Antimony, Sb, has atomic number 51.
a)WHICH PERIOD AND BLOCK IS ANTIMONY FOUND?
is it period 6 block 13???
b)DIFFERENT ISOTOPES OF ANTIMONY HAVE THE SAME CHEMICAL PROPERTIES. EXPLAIN WHY (1)
Is it their the same thing??
C)A SAMPLE OF ANTIMONY, Ar=121.8, WAS ANALYSED AND WAS FOUND TO CONSIST OF 60% OF 121Sb AND ONE OTHER ISOTOPE. DETERMINE THE MASS NUMBER OF THE OTHER ISOTOPE IN THE SAMPLE OF ANTIMONY.
please help I'm really stuck,
a. no.
b. Because the electron configuration is the same for both isotopes.
c. How did Ar= 121.8 get in there?
If you will go up to the Br isotope problem you posted, just follow what I did for that and you can do this one.
DrBob222 please help with a i dont know what to do or what it is and for c that was what the question said and I'm still confused please tell me the steps specific to this.
IM VERY STUCK ON C
My teacher put in Ar=121.8 so we would know the ar to use if for the question if that helps yuo answer the question so you can hopefully help me
a) To determine the period and block of an element on the periodic table, you need to consider its atomic number. In the case of antimony (Sb), with atomic number 51, it is located in period 5 and block p.
b) Isotopes of an element have the same chemical properties because they have the same number of protons and electrons, which determine the element's chemical behavior. The number of neutrons may vary, thus creating different isotopes. However, since chemical properties are mainly determined by the electron configuration and the number of protons, isotopes of an element exhibit similar chemical properties.

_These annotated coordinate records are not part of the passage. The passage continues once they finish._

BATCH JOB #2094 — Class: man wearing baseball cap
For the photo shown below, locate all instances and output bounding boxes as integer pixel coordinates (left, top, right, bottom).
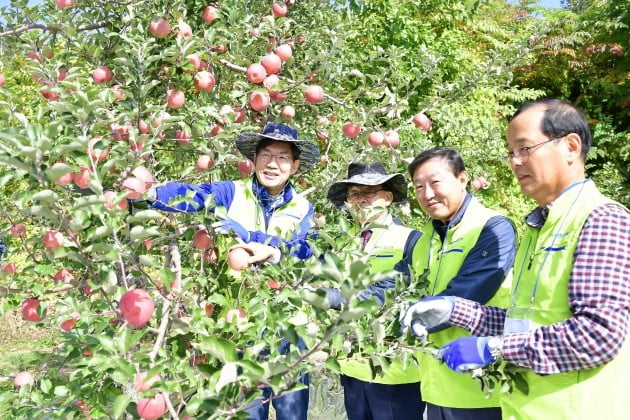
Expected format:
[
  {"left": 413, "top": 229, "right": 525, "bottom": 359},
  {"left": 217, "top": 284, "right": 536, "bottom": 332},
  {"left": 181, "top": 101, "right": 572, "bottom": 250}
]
[
  {"left": 326, "top": 163, "right": 425, "bottom": 420},
  {"left": 149, "top": 123, "right": 319, "bottom": 263},
  {"left": 149, "top": 123, "right": 319, "bottom": 420}
]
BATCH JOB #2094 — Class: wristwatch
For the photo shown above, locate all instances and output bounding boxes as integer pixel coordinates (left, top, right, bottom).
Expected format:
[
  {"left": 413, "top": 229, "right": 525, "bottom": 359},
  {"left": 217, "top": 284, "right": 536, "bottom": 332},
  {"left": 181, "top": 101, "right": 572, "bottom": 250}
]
[{"left": 487, "top": 337, "right": 503, "bottom": 360}]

c) To determine the mass number of the other isotope in the sample of antimony, we need to use the given information that 60% of the sample consists of 121Sb isotope.
Let's assume the other isotope is labeled as xSb, where x is the unknown mass number. Since the percentage composition of both isotopes needs to add up to 100%, we can set up the equation:
Percentage of 121Sb + Percentage of xSb = 100%
Given that 60% of the sample is 121Sb, we can substitute the values into the equation:
60% + Percentage of xSb = 100%
To solve for the percentage of xSb, we isolate it on one side of the equation:
Percentage of xSb = 100% - 60%
Percentage of xSb = 40%
This means that the other isotope, xSb, makes up 40% of the sample. Since the atomic mass of antimony (Ar) is 121.8, and given that the 121Sb isotope is already accounted for with a mass number of 121, we can calculate the mass number of the other isotope (xSb):
(40% of Ar - (40% of 121)) / (molar mass of xSb)
Simplifying the equation:
(0.4 * 121.8 - 0.4 * 121) / (molar mass of xSb)
= (48.72 - 48.4) / (molar mass of xSb)
= 0.32 / (molar mass of xSb)
Unfortunately, without the molar mass value for xSb, we can't determine the exact mass number of the other isotope in the sample of antimony.